There are two kinds of props: the single and double props. However, it is recommended to use double props since the use of a single prop may lead to the splitting of the pseudostem where it is inserted.

In double props, two wooden or bamboo poles are joined near the top by wire. The elongated “x” that is formed in this way is placed under the stalk of the bunch.

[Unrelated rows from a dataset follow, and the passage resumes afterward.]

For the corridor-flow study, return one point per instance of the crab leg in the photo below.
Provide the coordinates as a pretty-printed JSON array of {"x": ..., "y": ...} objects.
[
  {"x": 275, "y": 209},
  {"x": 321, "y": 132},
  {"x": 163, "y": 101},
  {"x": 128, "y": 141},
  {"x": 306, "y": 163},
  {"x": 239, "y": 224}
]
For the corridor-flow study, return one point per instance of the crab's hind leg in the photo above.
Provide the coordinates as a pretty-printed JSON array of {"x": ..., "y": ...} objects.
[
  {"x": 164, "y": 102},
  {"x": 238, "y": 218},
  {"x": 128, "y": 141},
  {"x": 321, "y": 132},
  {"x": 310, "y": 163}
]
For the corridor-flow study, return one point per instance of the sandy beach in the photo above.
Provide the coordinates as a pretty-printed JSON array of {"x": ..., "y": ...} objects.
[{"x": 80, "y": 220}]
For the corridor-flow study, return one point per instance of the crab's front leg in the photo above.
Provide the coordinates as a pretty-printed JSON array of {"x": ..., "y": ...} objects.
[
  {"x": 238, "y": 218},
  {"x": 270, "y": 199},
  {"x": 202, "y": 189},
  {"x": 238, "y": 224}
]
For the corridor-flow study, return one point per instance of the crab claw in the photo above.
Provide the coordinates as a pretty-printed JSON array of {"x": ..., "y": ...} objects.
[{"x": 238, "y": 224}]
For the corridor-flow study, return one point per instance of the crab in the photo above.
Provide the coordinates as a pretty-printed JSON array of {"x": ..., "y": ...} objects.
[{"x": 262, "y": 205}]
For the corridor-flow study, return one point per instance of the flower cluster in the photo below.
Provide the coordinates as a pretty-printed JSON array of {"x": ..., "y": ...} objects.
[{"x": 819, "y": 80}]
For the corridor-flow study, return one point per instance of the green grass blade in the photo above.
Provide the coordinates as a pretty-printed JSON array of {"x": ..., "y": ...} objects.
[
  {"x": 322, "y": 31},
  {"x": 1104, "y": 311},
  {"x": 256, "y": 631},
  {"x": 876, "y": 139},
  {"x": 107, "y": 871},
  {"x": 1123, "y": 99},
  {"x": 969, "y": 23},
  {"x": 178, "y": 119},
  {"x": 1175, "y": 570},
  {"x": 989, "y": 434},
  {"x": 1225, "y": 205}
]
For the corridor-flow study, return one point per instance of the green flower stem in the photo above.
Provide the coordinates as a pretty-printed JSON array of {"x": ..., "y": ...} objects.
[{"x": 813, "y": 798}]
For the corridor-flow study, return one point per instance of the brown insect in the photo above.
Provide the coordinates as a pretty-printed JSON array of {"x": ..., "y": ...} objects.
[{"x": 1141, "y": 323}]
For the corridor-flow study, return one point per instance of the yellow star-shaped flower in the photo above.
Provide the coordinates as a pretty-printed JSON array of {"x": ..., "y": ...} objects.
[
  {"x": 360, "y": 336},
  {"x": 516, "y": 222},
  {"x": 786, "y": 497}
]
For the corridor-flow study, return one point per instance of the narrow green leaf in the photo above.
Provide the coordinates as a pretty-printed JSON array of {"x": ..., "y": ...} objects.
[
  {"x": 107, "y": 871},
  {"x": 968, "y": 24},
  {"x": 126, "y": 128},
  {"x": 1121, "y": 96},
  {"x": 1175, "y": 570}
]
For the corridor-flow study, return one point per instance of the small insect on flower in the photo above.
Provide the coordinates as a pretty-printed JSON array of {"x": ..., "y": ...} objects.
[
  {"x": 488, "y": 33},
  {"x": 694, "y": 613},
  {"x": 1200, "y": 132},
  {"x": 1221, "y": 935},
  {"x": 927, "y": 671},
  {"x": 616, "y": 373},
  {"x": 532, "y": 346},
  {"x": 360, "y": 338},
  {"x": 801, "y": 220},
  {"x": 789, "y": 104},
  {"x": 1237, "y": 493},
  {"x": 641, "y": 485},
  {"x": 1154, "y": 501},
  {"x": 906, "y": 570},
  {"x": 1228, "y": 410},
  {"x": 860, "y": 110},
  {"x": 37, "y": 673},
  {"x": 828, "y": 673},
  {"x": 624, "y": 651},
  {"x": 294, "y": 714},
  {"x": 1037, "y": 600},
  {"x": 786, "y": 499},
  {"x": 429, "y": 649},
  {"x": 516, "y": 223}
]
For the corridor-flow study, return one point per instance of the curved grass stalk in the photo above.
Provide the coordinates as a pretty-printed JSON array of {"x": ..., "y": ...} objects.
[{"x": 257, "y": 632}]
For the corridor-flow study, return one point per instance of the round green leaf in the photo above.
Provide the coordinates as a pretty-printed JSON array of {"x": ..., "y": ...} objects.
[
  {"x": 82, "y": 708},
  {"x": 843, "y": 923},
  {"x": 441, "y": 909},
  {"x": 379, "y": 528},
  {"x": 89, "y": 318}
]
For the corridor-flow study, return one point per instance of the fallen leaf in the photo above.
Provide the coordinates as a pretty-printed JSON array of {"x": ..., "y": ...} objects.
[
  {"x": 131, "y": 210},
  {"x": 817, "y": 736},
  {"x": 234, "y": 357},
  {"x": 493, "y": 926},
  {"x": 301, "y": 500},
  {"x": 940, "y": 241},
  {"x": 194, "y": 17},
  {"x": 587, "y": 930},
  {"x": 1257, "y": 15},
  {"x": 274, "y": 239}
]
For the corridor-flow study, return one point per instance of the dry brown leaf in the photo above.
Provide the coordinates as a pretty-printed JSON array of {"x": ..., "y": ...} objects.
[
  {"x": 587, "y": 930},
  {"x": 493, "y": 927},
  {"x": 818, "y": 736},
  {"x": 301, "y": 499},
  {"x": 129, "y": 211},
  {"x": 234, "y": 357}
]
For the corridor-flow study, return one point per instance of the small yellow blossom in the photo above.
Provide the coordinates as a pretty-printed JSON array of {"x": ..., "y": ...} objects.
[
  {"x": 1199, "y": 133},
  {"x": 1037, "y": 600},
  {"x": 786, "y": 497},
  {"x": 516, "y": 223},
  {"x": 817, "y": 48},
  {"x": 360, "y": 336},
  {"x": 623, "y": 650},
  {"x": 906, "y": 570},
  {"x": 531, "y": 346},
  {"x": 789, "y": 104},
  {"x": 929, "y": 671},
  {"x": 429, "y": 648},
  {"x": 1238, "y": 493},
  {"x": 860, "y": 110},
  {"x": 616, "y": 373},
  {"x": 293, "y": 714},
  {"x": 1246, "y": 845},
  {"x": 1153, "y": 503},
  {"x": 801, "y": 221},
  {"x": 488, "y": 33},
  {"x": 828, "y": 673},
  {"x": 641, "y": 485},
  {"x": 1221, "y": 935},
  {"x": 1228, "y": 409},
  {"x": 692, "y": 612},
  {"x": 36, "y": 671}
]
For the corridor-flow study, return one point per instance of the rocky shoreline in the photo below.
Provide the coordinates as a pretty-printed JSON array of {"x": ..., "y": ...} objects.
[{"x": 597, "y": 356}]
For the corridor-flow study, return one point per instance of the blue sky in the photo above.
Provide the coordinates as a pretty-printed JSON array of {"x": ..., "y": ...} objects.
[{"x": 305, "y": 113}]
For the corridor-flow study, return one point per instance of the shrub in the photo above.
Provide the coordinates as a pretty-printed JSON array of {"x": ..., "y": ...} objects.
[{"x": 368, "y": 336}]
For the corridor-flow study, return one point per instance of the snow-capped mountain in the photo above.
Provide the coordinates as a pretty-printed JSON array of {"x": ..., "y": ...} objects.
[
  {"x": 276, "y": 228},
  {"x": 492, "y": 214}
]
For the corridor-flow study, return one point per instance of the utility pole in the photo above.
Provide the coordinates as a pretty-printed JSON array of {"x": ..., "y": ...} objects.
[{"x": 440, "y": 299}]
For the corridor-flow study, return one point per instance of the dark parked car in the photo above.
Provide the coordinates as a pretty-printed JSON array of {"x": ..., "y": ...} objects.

Synthetic twine (polypropylene) is tied between two plants leaning in opposite directions, from the top of one plant to the base of another or from one plant  to two adjacent plants. This is more economical than wooden props and often used in a double-row planting system.

Bunch Covering/Bagging
This practice has two functions:
  • to protect fruit from pest damage and injuries.
  • to hasten fruit filling and maturity
Guide in Bunch Covering/Bagging
  • Cover the bunch soon after emergence and when the fingers are curved upwards.
  • Attach the bags at the top of the bunch and leave the bottom open like a sleeve.
  • Perforate the bags (2 cm holes) to aerate the fruits and to regulate relative humidity and temperature inside the bags.
  • In bagging, use a 20 to 50 m plastic film, usually blue in color, often with a silver sided strip to reflect sunlight and prevent sunburn; alternatively, a sheath of newspaper may be used.
Advantages of Intercropping
  • weed growth control
  • increases soil fertility
  • reduces soil erosion
  • augmentation of income
  • shade crop
All kinds of crops can be mixed with bananas:
  • legumes  (e.g. cowpea, soybean, beans and chili)
  • tuber crops (e.g. cassava, yam and beetroot)
  • spices (e.g. turmeric)
  • cotton and many more
Keep in mind that some crops are hosts to pests and diseases of banana and therefore not recommended to be intercropped with banana. These are:
· squash              ·   tomato
· bean                ·   abaca
· taro                 ·   bandera espaƱola
· gabi                ·   cucumber
· melons            ·   pepper
· watermelons    ·   ginger

These are alternative hosts for virus diseases or for the aphids that can transmit the virus diseases.